Victory! I walk back down the hallway, whistling, sliding onto my bed and grabbing my phone as FaceTime pings, a call coming in from Stella just like I hoped.

I answer it, her face appearing, her pink lips turning up at the corners. “A dragon lady? So sexist!”

“Hey, you’re lucky you said no nudes!”

She laughs again, looking at the drawing and then back at me. “Why cartoons?”

“They’re subversive, you know? They can look light and fun on the outside, but they have punch.” I could talk about this all day. If there’s anything I’m passionate about, this would be it. I hold up a book that’s on my nightstand that has some of the best of the New York Times political cartoons. “Politics, religion, society. I think a well-drawn cartoon can say more than words ever could, you know? It could change minds.”

She looks at me, surprised, not saying anything.

I shrug, realizing how hard I just nerded out. “I mean, I’m just a wannabe cartoonist. What do I know.”

I point at the drawing behind her, a beautiful picture of lungs, flowers pouring out of the inside, a backdrop of stars behind them. “Now that is art.” I pull my laptop closer to me, realizing what it means. “Healthy lungs! That’s brilliant. Who did it?”

She looks back at it, pausing. “My older sister. Abby.”

“That’s some talent. I’d love to take a look at her other work!”

A strange look comes onto her face, and her voice turns cold. “Look. We’re not friends. We’re not sharing our stories. This is just about doing our treatments, okay?”

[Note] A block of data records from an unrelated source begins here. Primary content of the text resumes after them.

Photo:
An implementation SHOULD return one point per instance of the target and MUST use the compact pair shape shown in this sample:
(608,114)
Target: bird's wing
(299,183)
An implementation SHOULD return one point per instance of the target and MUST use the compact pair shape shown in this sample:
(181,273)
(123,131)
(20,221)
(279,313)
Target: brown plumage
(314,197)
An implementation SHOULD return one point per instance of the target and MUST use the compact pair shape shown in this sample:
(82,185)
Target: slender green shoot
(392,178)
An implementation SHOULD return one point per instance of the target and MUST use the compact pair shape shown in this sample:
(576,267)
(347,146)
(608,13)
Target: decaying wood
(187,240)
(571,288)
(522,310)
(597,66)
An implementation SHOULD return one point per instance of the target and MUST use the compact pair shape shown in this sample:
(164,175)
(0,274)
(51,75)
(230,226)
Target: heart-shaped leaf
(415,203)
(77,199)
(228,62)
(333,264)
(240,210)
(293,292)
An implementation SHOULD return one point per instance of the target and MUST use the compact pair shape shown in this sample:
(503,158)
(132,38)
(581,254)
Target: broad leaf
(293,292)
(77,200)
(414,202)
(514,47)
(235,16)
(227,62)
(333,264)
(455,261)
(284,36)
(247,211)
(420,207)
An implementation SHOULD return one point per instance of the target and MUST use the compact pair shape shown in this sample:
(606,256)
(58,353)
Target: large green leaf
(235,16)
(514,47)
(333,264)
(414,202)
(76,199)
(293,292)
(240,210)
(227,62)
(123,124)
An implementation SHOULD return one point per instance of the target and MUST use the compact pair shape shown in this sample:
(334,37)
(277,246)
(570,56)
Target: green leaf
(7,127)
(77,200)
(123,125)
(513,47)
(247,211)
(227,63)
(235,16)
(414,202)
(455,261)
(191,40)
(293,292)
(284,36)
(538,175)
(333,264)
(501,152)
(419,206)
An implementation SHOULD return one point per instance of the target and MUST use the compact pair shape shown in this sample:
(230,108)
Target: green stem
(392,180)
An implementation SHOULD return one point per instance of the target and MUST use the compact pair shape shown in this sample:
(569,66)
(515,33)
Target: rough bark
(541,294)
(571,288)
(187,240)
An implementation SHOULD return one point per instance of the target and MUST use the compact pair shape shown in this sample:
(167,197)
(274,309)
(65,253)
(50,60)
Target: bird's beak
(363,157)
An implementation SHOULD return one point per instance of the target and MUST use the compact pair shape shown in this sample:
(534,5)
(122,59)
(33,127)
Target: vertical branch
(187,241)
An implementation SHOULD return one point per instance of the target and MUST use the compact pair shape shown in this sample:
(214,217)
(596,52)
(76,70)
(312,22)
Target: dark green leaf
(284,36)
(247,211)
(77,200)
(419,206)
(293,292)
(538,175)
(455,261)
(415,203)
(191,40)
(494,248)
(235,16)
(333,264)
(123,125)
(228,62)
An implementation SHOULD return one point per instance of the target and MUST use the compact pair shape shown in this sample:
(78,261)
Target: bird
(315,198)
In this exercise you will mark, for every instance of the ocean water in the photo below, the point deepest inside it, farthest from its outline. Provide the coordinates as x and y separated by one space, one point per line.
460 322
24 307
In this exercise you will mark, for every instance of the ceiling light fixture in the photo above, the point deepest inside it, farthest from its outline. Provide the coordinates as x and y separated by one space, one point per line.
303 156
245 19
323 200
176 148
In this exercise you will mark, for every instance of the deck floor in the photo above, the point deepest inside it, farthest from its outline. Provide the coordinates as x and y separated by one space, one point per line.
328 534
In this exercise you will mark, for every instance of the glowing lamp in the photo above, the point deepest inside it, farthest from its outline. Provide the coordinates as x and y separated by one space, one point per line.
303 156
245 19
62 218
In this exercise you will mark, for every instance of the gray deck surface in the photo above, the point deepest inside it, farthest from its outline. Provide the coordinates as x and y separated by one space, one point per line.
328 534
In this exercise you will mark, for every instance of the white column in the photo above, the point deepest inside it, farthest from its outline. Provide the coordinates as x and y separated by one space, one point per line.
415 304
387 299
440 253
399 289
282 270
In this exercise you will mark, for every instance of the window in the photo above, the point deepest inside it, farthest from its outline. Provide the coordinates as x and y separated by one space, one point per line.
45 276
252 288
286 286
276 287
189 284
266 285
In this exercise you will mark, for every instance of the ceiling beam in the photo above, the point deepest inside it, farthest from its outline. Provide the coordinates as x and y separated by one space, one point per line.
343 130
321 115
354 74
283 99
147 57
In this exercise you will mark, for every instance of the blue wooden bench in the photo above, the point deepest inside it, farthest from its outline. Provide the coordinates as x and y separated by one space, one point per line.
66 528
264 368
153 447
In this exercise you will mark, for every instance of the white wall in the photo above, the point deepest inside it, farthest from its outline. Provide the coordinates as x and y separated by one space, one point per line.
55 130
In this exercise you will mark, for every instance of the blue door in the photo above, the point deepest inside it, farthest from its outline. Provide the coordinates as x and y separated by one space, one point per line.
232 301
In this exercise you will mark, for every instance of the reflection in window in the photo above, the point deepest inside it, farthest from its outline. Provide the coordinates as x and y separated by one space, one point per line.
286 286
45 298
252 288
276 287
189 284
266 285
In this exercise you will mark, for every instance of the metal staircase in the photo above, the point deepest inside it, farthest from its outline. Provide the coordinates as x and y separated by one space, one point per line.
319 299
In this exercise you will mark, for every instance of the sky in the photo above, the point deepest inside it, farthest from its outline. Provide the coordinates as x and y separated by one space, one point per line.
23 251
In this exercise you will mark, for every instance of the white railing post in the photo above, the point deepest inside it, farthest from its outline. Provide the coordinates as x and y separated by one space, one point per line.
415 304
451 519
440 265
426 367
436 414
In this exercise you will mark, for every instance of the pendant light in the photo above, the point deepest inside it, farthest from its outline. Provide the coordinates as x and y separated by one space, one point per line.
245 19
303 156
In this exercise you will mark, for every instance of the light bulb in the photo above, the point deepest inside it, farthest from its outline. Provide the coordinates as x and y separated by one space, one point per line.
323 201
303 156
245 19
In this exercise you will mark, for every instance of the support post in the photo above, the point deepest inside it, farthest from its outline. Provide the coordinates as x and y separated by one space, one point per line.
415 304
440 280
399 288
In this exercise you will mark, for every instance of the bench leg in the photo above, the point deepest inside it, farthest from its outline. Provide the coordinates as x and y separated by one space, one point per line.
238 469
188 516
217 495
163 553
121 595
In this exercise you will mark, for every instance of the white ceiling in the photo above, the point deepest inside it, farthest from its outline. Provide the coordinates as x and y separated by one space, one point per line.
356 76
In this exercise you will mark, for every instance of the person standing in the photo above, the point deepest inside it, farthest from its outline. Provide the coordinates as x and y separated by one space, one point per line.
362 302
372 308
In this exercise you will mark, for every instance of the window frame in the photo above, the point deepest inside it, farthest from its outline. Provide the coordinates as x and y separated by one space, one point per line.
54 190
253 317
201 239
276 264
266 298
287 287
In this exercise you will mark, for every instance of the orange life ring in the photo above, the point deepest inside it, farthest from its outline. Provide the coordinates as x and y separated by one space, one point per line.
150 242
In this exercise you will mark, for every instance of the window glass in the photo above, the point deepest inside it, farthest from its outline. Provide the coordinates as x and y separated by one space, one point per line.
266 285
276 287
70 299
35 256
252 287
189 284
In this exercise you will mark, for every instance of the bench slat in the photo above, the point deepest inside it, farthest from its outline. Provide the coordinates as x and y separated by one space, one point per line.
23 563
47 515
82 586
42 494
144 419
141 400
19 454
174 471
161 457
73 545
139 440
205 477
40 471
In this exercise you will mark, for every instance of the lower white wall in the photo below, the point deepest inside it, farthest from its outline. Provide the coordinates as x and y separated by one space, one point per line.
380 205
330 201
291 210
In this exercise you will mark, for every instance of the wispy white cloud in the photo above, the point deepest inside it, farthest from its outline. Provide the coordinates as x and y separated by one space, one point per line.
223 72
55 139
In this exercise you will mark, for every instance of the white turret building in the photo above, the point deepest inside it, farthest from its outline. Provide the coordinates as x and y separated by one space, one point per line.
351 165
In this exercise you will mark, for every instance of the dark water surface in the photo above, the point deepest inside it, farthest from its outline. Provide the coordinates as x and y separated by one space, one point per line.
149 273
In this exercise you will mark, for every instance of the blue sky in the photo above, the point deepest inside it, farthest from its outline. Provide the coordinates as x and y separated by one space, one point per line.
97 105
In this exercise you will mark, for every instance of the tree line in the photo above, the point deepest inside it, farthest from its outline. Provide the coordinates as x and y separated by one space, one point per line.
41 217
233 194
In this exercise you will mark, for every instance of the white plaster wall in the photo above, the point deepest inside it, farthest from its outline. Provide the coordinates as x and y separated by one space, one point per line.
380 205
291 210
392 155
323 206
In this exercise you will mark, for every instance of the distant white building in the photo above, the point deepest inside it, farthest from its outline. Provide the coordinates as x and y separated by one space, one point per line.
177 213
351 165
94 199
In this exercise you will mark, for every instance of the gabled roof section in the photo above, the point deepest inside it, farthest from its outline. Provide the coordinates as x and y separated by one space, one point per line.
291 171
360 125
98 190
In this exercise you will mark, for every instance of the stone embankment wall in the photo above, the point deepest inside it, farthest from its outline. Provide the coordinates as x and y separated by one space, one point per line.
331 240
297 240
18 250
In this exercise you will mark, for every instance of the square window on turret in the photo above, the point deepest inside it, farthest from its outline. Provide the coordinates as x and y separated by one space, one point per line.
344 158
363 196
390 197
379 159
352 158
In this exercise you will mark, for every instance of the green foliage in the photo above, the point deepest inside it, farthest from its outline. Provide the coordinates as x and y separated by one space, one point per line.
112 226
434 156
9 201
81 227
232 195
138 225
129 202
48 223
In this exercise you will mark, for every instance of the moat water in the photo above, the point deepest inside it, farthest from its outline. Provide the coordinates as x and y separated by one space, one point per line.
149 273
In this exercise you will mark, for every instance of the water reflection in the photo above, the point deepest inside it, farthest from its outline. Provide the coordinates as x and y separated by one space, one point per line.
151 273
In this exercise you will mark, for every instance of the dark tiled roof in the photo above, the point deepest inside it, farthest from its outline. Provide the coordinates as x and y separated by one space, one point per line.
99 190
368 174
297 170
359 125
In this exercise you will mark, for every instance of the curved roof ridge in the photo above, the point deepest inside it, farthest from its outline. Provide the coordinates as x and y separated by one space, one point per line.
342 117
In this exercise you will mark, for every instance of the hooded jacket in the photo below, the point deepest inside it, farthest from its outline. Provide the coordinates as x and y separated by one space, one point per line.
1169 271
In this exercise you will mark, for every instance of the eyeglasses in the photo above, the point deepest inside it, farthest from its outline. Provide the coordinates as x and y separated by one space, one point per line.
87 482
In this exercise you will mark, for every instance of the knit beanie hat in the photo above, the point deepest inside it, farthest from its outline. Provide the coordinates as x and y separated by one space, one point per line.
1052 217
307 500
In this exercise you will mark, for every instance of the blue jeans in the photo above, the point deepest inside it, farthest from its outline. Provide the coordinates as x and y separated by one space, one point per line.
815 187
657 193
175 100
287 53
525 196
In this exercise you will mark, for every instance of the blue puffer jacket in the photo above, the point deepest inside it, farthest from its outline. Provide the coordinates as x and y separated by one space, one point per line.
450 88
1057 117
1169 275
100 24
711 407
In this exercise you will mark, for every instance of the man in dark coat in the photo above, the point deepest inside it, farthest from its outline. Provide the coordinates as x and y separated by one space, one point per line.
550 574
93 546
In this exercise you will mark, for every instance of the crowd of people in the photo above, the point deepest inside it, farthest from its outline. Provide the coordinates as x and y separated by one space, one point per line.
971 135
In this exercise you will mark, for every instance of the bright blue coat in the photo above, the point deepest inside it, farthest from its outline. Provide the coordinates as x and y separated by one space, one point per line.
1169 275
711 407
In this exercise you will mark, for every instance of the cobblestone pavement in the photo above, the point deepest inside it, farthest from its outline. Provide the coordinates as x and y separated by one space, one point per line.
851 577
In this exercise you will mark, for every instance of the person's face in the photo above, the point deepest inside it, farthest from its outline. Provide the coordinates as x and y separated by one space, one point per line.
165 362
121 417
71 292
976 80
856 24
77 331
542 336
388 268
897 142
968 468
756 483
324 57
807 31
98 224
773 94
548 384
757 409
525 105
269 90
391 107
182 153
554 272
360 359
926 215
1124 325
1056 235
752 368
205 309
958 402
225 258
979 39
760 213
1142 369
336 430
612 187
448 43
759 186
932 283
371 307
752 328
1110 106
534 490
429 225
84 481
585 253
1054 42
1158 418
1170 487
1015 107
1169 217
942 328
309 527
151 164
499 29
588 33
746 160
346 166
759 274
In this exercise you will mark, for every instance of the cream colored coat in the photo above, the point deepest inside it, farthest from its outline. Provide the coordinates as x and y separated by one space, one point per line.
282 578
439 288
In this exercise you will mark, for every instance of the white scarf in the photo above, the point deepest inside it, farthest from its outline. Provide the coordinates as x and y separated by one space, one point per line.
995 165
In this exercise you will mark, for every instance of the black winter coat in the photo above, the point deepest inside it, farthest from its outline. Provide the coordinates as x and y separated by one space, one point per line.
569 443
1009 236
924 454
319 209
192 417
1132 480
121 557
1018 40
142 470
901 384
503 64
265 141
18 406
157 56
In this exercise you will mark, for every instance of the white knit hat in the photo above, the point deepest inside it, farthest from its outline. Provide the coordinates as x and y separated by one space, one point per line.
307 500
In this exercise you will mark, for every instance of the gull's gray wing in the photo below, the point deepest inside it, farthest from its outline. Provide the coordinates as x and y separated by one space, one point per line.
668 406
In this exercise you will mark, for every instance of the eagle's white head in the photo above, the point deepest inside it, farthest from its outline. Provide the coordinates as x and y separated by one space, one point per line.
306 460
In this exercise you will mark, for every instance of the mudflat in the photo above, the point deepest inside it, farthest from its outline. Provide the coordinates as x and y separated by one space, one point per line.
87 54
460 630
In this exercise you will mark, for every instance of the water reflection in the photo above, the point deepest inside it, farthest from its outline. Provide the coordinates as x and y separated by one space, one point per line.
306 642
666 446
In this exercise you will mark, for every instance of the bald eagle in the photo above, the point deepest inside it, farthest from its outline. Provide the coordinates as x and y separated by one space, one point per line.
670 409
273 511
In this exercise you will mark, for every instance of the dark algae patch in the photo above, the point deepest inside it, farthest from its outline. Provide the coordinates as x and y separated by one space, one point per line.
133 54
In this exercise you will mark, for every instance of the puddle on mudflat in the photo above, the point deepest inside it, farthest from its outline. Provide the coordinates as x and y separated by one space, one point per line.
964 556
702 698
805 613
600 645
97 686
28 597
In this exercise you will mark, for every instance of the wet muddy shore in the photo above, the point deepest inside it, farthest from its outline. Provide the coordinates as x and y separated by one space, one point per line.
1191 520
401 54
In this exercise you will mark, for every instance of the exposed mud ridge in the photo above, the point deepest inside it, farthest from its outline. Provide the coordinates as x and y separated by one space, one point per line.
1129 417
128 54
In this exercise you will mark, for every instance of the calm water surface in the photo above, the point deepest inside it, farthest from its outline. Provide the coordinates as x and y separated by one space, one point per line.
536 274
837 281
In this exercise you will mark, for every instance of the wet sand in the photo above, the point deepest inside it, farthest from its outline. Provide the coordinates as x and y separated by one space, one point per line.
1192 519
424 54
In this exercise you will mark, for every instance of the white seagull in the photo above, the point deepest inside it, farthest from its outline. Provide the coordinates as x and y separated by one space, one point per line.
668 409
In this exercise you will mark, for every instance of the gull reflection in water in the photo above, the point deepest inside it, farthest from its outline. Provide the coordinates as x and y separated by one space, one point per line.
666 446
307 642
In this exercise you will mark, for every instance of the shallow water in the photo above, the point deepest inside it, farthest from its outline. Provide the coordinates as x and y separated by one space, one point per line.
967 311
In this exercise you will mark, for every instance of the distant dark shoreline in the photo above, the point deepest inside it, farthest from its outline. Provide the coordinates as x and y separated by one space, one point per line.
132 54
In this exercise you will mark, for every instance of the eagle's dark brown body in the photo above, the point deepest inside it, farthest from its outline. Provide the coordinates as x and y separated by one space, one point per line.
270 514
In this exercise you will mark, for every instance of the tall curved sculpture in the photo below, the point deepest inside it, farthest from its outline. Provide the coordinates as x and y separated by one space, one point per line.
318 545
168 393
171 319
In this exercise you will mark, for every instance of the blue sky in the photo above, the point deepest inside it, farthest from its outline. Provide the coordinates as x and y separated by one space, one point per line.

The call ends abruptly, my own confused face swinging into view. What the hell was that? I jump up, angry, and throw open the door to my room. Storming down the hallway, I make a beeline for her door, ready to give her a piece of my mind. She can kiss my—

“Hey! Will!” a voice says behind me.

I swing around, surprised to see Hope and Jason walking toward me. I was texting Jason like an hour ago, and I still totally forgot they were coming today, like they always do on Fridays. Jason holds up a bag of food, grinning at me as the smell of fries from my favorite diner a block away from our school wafts down the hallway, trying to reel me in.